For guys of a certain age (read: in their 50s), this show hits all of the right buttons.
It features boys on bikes, using walkie-talkies, playing dorky games and trying find their way through school while fending off bullies and the stray supernatural occurrence.
It captures the gangly awkwardness of preteen boys and their sense of camaraderie and loyalty, even when it is punctuated with swearing at each other.
The show absolutely nails the preteen boy angst of trying to figure out girls: We don’t like them, right? Oh wait, maybe we do? But if we do, where does that leave our friendship with each other?
And then, of course, there is the whole ‘80s vibe, which no other show apart from maybe “The Americans” captures as well.
Vintage video arcade games? Check.
Gas-guzzling cars built like Abrams tanks? Check.

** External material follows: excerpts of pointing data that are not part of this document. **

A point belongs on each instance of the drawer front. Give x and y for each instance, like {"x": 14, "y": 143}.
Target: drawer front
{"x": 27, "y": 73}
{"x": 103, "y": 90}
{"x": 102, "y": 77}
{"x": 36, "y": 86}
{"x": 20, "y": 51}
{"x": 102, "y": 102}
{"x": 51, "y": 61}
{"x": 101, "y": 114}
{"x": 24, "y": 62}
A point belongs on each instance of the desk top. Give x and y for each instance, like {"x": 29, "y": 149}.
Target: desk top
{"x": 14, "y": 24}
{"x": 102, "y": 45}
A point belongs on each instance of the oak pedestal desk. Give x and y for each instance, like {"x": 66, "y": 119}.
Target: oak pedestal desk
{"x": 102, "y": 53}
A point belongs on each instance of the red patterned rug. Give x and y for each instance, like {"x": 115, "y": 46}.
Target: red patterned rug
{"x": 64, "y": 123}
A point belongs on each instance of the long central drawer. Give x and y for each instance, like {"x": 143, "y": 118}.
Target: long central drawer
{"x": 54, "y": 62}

Sound track of music we grew up with? Check.
My wife could only shake her head at some of the reckless and bizarre situations the boys in the show get themselves into and ponder how realistic some of those moments were.
Um…let me just suggest that by my real-life standards, they were spot-on.
I mean, let me offer these true examples of acts of stupidity I engaged in with my friends:
* Building squirrel traps by digging holes in the ground, lining them with thorns from bushes and covering the holes with grass.
* Taking an air gun, squishing the muzzle into the ground to fill it with dirt and then firing the dirt balls at cars as they entered a parking garage. This was not the original intent of the rifle, which when you cocked it and pulled the trigger, made a popping noise but somehow we figured out an “adaptive use.”
* Posing my friends to appear as drug dealers or a suicidal addict prepared to jump out a third-floor window so I could create a photo essay.
Yeah, I would say that by comparison to some of my childhood adventures, the cast of the hit Netflix series might have to try harder to top some of my stranger things.